同社 Mainstream Innovation担当シニア・バイスプレジデントのジャン・パオロ・バッシ氏は、事業における成功は「『市場投入までの時間』ではなく『価値創出までの時間』で測られる」と述べ、真のイノベーションには継続的なエンジン、すなわち洞察から設計、検証へと一貫して進むイノベーションの速度が必要であることを訴えた。
また、AIについては「創造性を置き換えるものではなく、拡張するものである」(バッシ氏)とし、より早くパターンを見つけ、より効果的に検証し、個人やチームでは不可能な規模でそれを実現できると語った。
ただし、バッシ氏は「優れたアイデアとAIがあっても、それだけでは十分ではない」とも言及し、イノベーションには“システム”が必要であると強調した。バッシ氏は、イノベーションをフライホイールにたとえ、「最初は回すのが大変だが、一度回り出せば運動量が生まれ、次のサイクルを容易にする。フライホイールのように、イノベーションはその勢いを維持するエンジンにもなり得る」(バッシ氏)と説明した。

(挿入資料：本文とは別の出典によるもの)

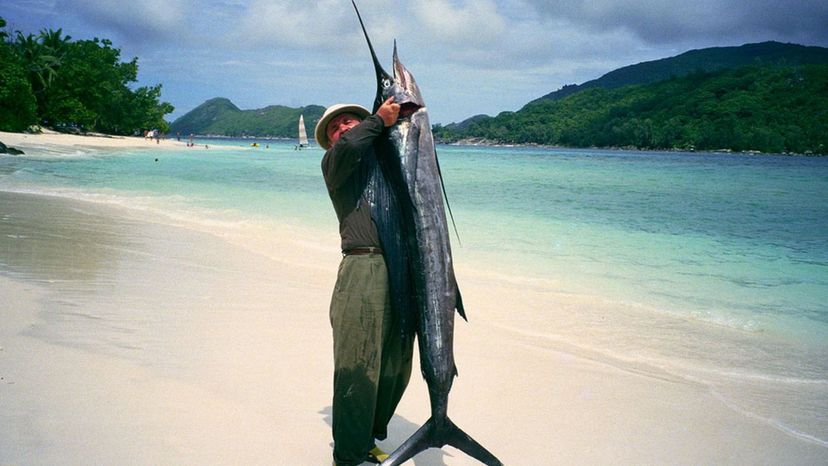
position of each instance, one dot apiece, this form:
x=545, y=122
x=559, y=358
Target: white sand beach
x=128, y=340
x=51, y=138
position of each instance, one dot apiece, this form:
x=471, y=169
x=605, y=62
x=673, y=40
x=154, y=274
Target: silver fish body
x=414, y=177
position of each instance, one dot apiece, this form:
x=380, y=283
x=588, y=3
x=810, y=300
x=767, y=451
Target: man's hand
x=389, y=111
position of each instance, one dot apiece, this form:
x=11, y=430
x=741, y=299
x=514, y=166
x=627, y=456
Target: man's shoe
x=375, y=455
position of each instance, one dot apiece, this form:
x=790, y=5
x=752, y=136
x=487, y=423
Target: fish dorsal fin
x=445, y=195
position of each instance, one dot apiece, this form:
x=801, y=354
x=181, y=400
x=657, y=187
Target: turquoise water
x=733, y=248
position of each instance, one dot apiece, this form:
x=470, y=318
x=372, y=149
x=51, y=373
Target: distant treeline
x=760, y=108
x=76, y=86
x=219, y=116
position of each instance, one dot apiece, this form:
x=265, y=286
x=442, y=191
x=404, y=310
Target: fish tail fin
x=435, y=435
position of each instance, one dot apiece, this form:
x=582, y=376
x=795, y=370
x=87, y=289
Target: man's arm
x=344, y=157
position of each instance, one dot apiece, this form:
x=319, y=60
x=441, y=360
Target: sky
x=469, y=57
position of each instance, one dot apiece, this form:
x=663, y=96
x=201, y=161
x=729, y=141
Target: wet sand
x=125, y=338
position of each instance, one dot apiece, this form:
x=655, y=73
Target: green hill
x=694, y=61
x=769, y=97
x=220, y=117
x=763, y=108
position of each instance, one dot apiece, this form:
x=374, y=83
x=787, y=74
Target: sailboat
x=303, y=134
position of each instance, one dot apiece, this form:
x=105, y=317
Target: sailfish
x=415, y=181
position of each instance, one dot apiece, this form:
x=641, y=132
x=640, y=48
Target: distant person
x=372, y=361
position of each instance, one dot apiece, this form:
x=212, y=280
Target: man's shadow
x=399, y=430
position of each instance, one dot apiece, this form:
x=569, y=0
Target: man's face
x=340, y=125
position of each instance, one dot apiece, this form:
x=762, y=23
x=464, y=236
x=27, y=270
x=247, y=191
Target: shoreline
x=52, y=139
x=127, y=336
x=482, y=142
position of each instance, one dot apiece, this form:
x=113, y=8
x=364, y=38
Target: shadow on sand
x=399, y=429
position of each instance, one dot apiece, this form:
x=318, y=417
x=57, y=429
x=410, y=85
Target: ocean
x=712, y=267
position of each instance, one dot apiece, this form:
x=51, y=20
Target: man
x=372, y=361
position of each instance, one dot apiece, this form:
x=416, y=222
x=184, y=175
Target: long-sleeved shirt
x=346, y=176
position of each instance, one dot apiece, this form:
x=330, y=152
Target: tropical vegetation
x=73, y=85
x=758, y=108
x=220, y=117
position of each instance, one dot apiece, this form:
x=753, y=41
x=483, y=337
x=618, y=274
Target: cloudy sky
x=468, y=56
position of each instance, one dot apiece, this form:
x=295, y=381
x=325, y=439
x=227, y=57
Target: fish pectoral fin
x=459, y=306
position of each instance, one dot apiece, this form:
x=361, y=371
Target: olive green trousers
x=372, y=362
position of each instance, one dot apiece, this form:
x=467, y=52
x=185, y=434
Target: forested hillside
x=220, y=117
x=761, y=108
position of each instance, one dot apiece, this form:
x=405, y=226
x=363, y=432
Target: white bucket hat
x=321, y=133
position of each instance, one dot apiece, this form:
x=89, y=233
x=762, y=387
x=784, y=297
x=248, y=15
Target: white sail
x=303, y=133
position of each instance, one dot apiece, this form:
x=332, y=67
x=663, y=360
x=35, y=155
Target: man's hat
x=321, y=133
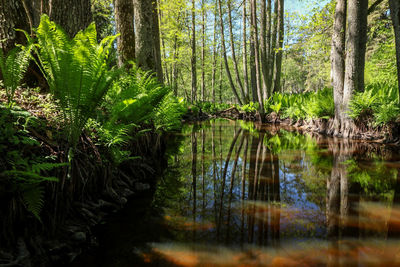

ダッソー・システムズにとって、このエンジンこそがSOLIDWORKSポートフォリオであり、その燃料となるのが「産業データ、市場動向、設計判断、シミュレーション結果、性能フィードバックである」とバッシ氏は述べた。これによりAIは文脈を持ち、エンジニアの力を高める増幅器となり、知識を増やし、意思決定を導き、結果を予測する。また、データを探す時間、整合させる時間、修正する時間、誤解する時間、足並みがそろわない時間を削減し、価値創出や創造により多くの時間を使えるようになるという。その実現を可能にするのが、バーチャルコンパニオンの存在だ。
その上でバッシ氏は、「プラットフォームとバーチャルコンパニオンだけでは十分ではない」とし、「どれほど優れたエンジンでも駆動力が必要である」(バッシ氏)と強調する。意図、判断、導き、目的を与えるのはエンジニア自身であり、その力はSOLIDWORKSのエコシステムから生まれる。そして、「エコシステムが1つのプラットフォームでつながり、人とAIがともに学ぶとき、フライホイール、すなわちイノベーションのサイクルは止められないものになる」とバッシ氏は述べた。